There are all perfectly valid critiques. The console ports received plenty of critique too for their broken hair strands lighting, awful xbox deadzone problems, and PS5 flickering at launch too - at least 2 of those were eventually fixed, glad they were brought up then.

I want to know this stuff, considering the nature of this forum I would think most of here would too. Steam's review scores of the game as a whole are completely irrelevant to these being mentioned or not. If you purport to be giving a technical review of this game and don't mention these issues, you're doing a poor job.

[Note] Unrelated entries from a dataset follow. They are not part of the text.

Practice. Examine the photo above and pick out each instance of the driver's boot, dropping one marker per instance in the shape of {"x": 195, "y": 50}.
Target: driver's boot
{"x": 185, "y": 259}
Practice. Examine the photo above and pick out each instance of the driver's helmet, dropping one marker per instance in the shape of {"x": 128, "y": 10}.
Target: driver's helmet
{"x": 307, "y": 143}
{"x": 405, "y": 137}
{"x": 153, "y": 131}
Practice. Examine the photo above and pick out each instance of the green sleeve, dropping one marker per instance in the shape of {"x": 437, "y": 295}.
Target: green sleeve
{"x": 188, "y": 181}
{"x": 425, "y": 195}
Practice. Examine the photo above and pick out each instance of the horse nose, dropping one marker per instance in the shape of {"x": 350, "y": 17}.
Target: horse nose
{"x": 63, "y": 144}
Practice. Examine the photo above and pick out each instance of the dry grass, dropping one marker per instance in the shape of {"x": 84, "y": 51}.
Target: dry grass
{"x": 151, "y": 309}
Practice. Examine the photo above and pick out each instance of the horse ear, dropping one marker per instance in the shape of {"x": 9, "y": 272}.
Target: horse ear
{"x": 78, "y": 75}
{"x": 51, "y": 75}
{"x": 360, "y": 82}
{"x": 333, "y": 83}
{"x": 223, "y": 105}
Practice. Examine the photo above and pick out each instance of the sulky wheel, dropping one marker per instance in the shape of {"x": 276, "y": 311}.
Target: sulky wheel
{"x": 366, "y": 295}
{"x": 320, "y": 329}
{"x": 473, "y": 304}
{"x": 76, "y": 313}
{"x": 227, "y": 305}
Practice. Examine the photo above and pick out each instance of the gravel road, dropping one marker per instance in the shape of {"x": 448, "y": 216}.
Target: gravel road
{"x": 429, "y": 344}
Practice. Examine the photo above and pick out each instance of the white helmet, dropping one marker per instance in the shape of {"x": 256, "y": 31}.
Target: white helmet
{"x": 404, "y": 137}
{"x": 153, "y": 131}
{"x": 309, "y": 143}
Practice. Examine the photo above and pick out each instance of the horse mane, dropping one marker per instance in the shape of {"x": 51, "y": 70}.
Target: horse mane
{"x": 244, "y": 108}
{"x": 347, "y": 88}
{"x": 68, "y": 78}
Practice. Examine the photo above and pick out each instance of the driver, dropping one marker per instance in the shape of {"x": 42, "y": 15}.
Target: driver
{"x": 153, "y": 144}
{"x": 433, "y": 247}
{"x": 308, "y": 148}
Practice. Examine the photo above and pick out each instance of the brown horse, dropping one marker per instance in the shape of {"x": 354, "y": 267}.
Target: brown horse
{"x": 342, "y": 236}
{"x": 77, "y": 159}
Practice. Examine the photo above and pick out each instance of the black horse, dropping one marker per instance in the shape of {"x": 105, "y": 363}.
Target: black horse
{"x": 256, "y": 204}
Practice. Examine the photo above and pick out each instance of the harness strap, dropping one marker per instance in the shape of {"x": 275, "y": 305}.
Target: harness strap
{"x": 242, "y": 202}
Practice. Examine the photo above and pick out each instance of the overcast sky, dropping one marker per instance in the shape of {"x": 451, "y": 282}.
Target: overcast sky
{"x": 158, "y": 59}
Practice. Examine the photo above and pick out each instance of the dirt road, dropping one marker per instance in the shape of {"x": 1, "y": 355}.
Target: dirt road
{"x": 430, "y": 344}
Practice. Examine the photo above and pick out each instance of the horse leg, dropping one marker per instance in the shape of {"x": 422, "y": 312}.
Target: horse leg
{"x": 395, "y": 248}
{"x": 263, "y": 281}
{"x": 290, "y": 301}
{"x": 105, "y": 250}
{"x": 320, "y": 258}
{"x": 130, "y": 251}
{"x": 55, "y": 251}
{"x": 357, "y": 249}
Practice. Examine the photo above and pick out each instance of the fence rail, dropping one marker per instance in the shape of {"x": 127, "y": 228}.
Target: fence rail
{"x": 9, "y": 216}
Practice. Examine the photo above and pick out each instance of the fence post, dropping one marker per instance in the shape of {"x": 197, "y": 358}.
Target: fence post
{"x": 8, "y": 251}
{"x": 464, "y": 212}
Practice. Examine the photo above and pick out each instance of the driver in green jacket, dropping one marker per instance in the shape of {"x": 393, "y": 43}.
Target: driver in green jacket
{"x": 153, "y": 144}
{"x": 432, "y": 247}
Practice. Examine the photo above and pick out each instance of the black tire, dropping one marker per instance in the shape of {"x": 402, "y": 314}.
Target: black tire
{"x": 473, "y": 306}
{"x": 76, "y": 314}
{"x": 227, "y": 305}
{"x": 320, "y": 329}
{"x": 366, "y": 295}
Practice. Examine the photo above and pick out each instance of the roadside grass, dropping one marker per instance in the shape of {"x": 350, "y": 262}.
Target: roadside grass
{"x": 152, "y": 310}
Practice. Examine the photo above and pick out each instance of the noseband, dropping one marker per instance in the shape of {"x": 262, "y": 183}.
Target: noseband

The final conclusion to Alex's RE4 review btw, even with these issues, was "The PC version of RE4 is good enough, and fluid to play at the right settings, but Capcom still really needs to work on their PC porting efforts".

His reviews don't match up at all with people's experiences, and so aren't informative to anyone.

And yet your go-to example of 'information' is an aggregate of Steam review scores, please. You can go to Steam reviews to get a vague gauge if a game is worth your time, sure (or want to see a game being review bombed because it 'went woke' I guess). You sure as fuck don't go there if you want to actually learn about any technical shortcomings/advantages a game may have. We go to outlets like DF because unlike people pulling theories and fixes out of their ass or just think stuttering is 'fine', we don't - if you're not that sensitive to this kind of stuff, then sure, DF isn't for you I guess.

All he does is gush over marketing material

He's gushing over the tech that's implemented in an actual, shipping game. When we have examples of Lumen that give similar/better results in actual, shipping games, and they also run well, he'll probably gush over those too. You'll have to make due with his and John's nearly 35 minute review of Fortnite's UE5 upgrade in the meantime I guess.

Maybe every new Cyberpunk RT upgrade coverage doesn't need to be 20 minutes long, perhaps - but it's largely about covering a new rendering tech, the kind of thing you're complaining that Alex doesn't do enough. That raises the question as to the amount of time for a video dedicated to any potential improvements in TSR, as exhibited by graphic demos, should be then, surely?